One of the most brilliantly crafted, technically perfected, and horrifyingly haunting horror films to ever shock and appeal to audiences, Psycho completely changed the game in the film world. A masterclass in suspense and slow-building dread, this monochrome masterpiece is inarguably one of the most important films of all time, and thanks to its black and white nature, director Alfred Hitchcock was able to push the boundaries of gore and slaughter.
They're probably watching me. Well, let them. Let them see what kind of a person I am. I'm not even going to swat that fly. I hope they are watching. They'll see. They'll see and they'll know, and they'll say, 'Why, she wouldn't even harm a fly…'
The first film in Universal Studios' long line of classic monster stories, Dracula defined the horror genre for the 1930s and instantly became one of the biggest icons in horror history. With stunning gothic castles, stunning contrast in the skin, and an overall essence of dread and despair, this Creature of the Night uses his black and white color scheme to perfection, creating a richly dark and captivating sense of foreboding.
I'm loyal to you, Master, I am your slave, I didn't betray you! Oh, no, don't! Don't kill me! Let me live, please! Punish me, torture me, but let me live! I can't die with all those lives on my conscience! All that blood on my hands!
While it may not have been the first, Frankenstein is arguably the biggest and best film to come from Universal's catalog of esteemed and beloved monsters. A film that shocked audiences to their very core in 1931, the exploration of life and death, genius and madness, and what it means to be a God is still one of the most brilliant and horrifying stories ever told on screen. The film's black and white tones only help further deliver this film's prominent messages of good and evil.
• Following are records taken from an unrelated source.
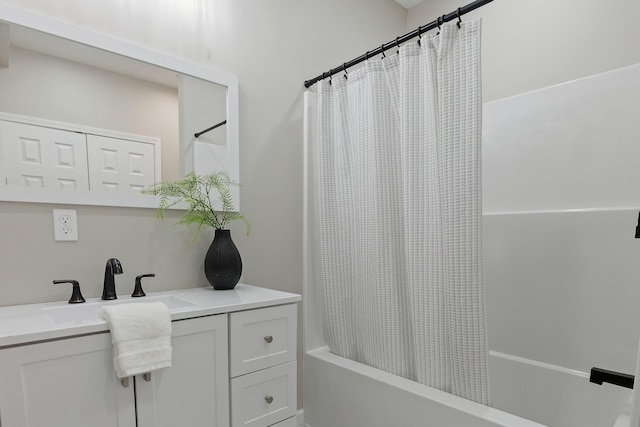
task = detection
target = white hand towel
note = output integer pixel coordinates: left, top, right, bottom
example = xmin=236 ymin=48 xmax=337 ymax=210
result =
xmin=99 ymin=301 xmax=172 ymax=378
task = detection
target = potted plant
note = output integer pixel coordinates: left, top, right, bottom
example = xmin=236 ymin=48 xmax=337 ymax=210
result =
xmin=143 ymin=172 xmax=250 ymax=290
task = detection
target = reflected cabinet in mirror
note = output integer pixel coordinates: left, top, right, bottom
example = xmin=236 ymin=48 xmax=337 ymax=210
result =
xmin=0 ymin=3 xmax=239 ymax=209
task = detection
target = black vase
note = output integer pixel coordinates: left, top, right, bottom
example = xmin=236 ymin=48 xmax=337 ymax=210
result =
xmin=204 ymin=229 xmax=242 ymax=290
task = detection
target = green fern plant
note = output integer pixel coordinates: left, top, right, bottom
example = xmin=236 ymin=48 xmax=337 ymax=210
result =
xmin=143 ymin=172 xmax=251 ymax=241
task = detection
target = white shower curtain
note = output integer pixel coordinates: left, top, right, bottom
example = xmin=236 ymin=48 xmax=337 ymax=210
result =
xmin=314 ymin=20 xmax=490 ymax=404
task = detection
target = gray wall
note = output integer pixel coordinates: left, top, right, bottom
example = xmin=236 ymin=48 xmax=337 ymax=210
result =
xmin=0 ymin=0 xmax=408 ymax=409
xmin=0 ymin=46 xmax=180 ymax=181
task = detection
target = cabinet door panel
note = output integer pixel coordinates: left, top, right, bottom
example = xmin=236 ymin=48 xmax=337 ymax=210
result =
xmin=136 ymin=314 xmax=229 ymax=427
xmin=0 ymin=120 xmax=89 ymax=190
xmin=0 ymin=332 xmax=135 ymax=427
xmin=86 ymin=134 xmax=156 ymax=193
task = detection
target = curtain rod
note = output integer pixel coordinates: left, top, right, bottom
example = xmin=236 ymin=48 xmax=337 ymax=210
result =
xmin=303 ymin=0 xmax=494 ymax=88
xmin=194 ymin=120 xmax=227 ymax=138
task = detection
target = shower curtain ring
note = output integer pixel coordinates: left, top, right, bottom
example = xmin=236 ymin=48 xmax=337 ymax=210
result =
xmin=343 ymin=63 xmax=349 ymax=79
xmin=457 ymin=7 xmax=462 ymax=28
xmin=417 ymin=25 xmax=423 ymax=46
xmin=365 ymin=50 xmax=370 ymax=61
xmin=381 ymin=44 xmax=386 ymax=59
xmin=395 ymin=37 xmax=401 ymax=54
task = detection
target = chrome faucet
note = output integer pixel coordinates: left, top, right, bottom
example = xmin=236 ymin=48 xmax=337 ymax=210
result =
xmin=102 ymin=258 xmax=123 ymax=300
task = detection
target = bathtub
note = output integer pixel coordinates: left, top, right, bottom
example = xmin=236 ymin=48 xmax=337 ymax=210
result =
xmin=302 ymin=90 xmax=636 ymax=427
xmin=302 ymin=347 xmax=630 ymax=427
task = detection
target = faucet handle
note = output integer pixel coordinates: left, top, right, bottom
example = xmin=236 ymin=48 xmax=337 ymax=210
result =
xmin=53 ymin=280 xmax=86 ymax=304
xmin=132 ymin=274 xmax=155 ymax=297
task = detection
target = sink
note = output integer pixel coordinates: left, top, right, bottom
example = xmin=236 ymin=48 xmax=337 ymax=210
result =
xmin=42 ymin=295 xmax=196 ymax=324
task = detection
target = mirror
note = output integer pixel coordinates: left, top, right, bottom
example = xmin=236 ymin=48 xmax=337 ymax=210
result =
xmin=0 ymin=3 xmax=239 ymax=209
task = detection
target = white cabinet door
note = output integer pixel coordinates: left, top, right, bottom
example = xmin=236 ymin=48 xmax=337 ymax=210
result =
xmin=0 ymin=120 xmax=89 ymax=190
xmin=0 ymin=332 xmax=135 ymax=427
xmin=87 ymin=134 xmax=156 ymax=193
xmin=136 ymin=314 xmax=230 ymax=427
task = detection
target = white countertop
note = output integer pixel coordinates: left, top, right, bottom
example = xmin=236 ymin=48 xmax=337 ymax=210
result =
xmin=0 ymin=284 xmax=301 ymax=348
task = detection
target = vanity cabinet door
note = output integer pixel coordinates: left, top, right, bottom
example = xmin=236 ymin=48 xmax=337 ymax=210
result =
xmin=0 ymin=332 xmax=135 ymax=427
xmin=135 ymin=314 xmax=229 ymax=427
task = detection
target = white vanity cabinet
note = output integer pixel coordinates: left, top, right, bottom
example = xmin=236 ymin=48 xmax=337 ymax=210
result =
xmin=0 ymin=285 xmax=301 ymax=427
xmin=0 ymin=314 xmax=229 ymax=427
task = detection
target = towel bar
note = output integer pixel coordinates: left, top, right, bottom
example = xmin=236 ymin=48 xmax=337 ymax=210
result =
xmin=589 ymin=367 xmax=634 ymax=389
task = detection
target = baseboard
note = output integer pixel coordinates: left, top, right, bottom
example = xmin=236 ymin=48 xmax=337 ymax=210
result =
xmin=297 ymin=409 xmax=306 ymax=426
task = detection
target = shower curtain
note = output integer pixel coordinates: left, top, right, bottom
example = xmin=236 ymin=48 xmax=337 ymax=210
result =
xmin=313 ymin=20 xmax=489 ymax=404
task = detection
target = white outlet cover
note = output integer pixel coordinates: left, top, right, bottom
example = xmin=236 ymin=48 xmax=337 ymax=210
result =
xmin=53 ymin=209 xmax=78 ymax=241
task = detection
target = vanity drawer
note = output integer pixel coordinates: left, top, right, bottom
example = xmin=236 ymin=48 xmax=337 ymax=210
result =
xmin=230 ymin=361 xmax=296 ymax=427
xmin=229 ymin=304 xmax=296 ymax=377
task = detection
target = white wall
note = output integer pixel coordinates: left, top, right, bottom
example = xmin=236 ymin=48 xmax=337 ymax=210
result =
xmin=407 ymin=0 xmax=640 ymax=102
xmin=0 ymin=0 xmax=408 ymax=409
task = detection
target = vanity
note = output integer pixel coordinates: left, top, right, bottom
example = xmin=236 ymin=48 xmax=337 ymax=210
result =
xmin=0 ymin=284 xmax=301 ymax=427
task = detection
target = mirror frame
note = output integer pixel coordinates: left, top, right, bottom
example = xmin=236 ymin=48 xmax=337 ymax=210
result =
xmin=0 ymin=2 xmax=239 ymax=209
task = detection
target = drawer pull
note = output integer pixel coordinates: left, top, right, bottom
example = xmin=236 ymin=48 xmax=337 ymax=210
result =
xmin=265 ymin=395 xmax=274 ymax=404
xmin=264 ymin=335 xmax=274 ymax=343
xmin=121 ymin=377 xmax=129 ymax=388
xmin=143 ymin=372 xmax=151 ymax=382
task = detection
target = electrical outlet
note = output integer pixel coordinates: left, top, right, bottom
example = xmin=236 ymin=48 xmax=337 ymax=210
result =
xmin=53 ymin=209 xmax=78 ymax=241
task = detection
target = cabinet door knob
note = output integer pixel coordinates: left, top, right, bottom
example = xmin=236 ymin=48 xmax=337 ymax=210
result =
xmin=121 ymin=377 xmax=129 ymax=388
xmin=264 ymin=335 xmax=273 ymax=344
xmin=143 ymin=372 xmax=151 ymax=382
xmin=265 ymin=395 xmax=274 ymax=404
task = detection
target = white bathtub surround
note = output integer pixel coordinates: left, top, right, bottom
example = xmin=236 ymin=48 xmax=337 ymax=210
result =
xmin=626 ymin=338 xmax=640 ymax=427
xmin=489 ymin=350 xmax=629 ymax=427
xmin=313 ymin=20 xmax=489 ymax=404
xmin=304 ymin=347 xmax=630 ymax=427
xmin=304 ymin=348 xmax=544 ymax=427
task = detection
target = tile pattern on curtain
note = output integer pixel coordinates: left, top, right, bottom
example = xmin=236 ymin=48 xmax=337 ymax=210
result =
xmin=314 ymin=20 xmax=489 ymax=404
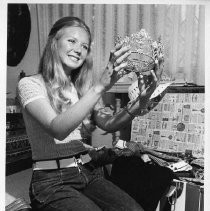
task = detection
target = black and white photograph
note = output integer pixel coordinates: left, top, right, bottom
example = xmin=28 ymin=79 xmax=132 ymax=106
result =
xmin=1 ymin=0 xmax=210 ymax=210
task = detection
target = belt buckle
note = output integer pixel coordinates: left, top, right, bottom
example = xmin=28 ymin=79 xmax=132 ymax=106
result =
xmin=80 ymin=154 xmax=92 ymax=164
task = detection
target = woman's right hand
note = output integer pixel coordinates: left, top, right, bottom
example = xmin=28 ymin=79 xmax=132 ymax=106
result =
xmin=95 ymin=43 xmax=131 ymax=92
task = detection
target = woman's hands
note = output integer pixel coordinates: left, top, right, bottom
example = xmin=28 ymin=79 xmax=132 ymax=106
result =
xmin=126 ymin=69 xmax=158 ymax=116
xmin=94 ymin=43 xmax=131 ymax=93
xmin=154 ymin=54 xmax=164 ymax=82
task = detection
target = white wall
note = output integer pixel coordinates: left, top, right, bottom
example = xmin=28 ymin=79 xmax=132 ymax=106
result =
xmin=7 ymin=4 xmax=40 ymax=99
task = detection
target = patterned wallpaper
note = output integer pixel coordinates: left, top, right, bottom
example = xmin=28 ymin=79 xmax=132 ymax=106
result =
xmin=130 ymin=91 xmax=205 ymax=158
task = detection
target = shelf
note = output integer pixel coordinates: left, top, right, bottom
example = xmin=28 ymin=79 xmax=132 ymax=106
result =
xmin=108 ymin=82 xmax=205 ymax=94
xmin=6 ymin=151 xmax=32 ymax=176
xmin=6 ymin=137 xmax=32 ymax=175
xmin=108 ymin=83 xmax=132 ymax=93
It's alive, it's moving, it's alive, it's alive! It's Alive! Oh, in the name of God! Now I know what it feels like to be God!
A twisted, maniacal, and horrific adaptation of the H.G. Wells' novel of the same name, The Invisible Man is one of the most revered and beloved classic Universal Monster stories for its absurdity and downright nastiness. A film that holds no punches and relishes in the chaos, the visual effects, lighting, and color scheme all blend together in utmost beauty to establish a new form of terror.
We'll begin with a reign of terror, a few murders here and there, murders of great men, murders of little men - well, just to show we make no distinction. I might even wreck a train or two... just these fingers around a signalman's throat, that's all.
Shocking, haunting, and deeply disturbing, Nosferatu is arguably one of the most terrifying and powerful horror films ever made, as its visual style and neverending dread helped define the genre as what we know it today. While the film should be dated by today's standards, many argue that the stark contrast in colors, the shining whites, and deafening blacks have helped the film age like a fine wine, and given Nosferatu a second life as an astonishingly spine-chilling film.
Does this word not sound like the midnight call of the Bird of Death? Do not utter it, or the images of life will fade - into pale shadows and ghostly dreams will rise from your heart and feed your Blood.